Multimodal Token Fusion for Vision Transformers

Published 19 Apr 2022 in cs.CV | (2204.08721v2)

Abstract: Many adaptations of transformers have emerged to address the single-modal vision tasks, where self-attention modules are stacked to handle input sources like images. Intuitively, feeding multiple modalities of data to vision transformers could improve the performance, yet the inner-modal attentive weights may also be diluted, which could thus undermine the final performance. In this paper, we propose a multimodal token fusion method (TokenFusion), tailored for transformer-based vision tasks. To effectively fuse multiple modalities, TokenFusion dynamically detects uninformative tokens and substitutes these tokens with projected and aggregated inter-modal features. Residual positional alignment is also adopted to enable explicit utilization of the inter-modal alignments after fusion. The design of TokenFusion allows the transformer to learn correlations among multimodal features, while the single-modal transformer architecture remains largely intact. Extensive experiments are conducted on a variety of homogeneous and heterogeneous modalities and demonstrate that TokenFusion surpasses state-of-the-art methods in three typical vision tasks: multimodal image-to-image translation, RGB-depth semantic segmentation, and 3D object detection with point cloud and images. Our code is available at https://github.com/yikaiw/TokenFusion.

Abstract PDF Upgrade to Chat

Citations (128)

View on Semantic Scholar

Summary

The paper introduces TokenFusion, a dynamic fusion method that replaces less informative tokens with aggregated inter-modal features to improve vision transformer performance.
It employs a residual positional alignment strategy to preserve positional embeddings and effectively integrate multimodal data in tasks like image translation and semantic segmentation.
Experimental results demonstrate significant gains over state-of-the-art methods, with improved FID, KID, and mAP metrics in RGB-depth segmentation and 3D object detection.

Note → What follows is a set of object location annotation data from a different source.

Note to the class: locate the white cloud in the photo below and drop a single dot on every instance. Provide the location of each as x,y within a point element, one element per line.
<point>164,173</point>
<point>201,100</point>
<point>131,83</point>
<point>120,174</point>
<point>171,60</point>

Multimodal Token Fusion for Vision Transformers

The paper "Multimodal Token Fusion for Vision Transformers" presents a novel method termed "TokenFusion," designed to enhance the capability of transformer models in handling multimodal vision tasks. This research addresses a critical challenge in applying vision transformers to multimodal data, where the fusion of information from diverse modalities can dilute the informative content and affect overall performance.

Methodology

TokenFusion introduces a dynamic fusion technique that identifies less informative tokens within a transformer model and replaces them with aggregated inter-modal features. This minimizes interference with the single-modal design and maximizes the retention of crucial information. The model employs a residual positional alignment strategy allowing for the preservation of positional embeddings and more effective integration of multimodal data.

This technique is particularly applied to vision tasks involving homogeneous modalities like multimodal image-to-image translation and RGB-depth semantic segmentation, as well as heterogeneous modalities such as 3D object detection using point clouds and images. A significant advantage of TokenFusion is its dynamic and adaptive nature, making it compatible with pre-trained models and their pre-established architectures.

Experimental Results

The experiments on several vision tasks demonstrate that TokenFusion surpasses existing state-of-the-art methods. For tasks like image-to-image translation, TokenFusion achieves superior performance over previous methods, reflected in lower FID and KID metrics, indicating improved visual similarity and quality. In the context of RGB-depth semantic segmentation, TokenFusion achieves high accuracy, outperforming prominent models like SSMA and CEN.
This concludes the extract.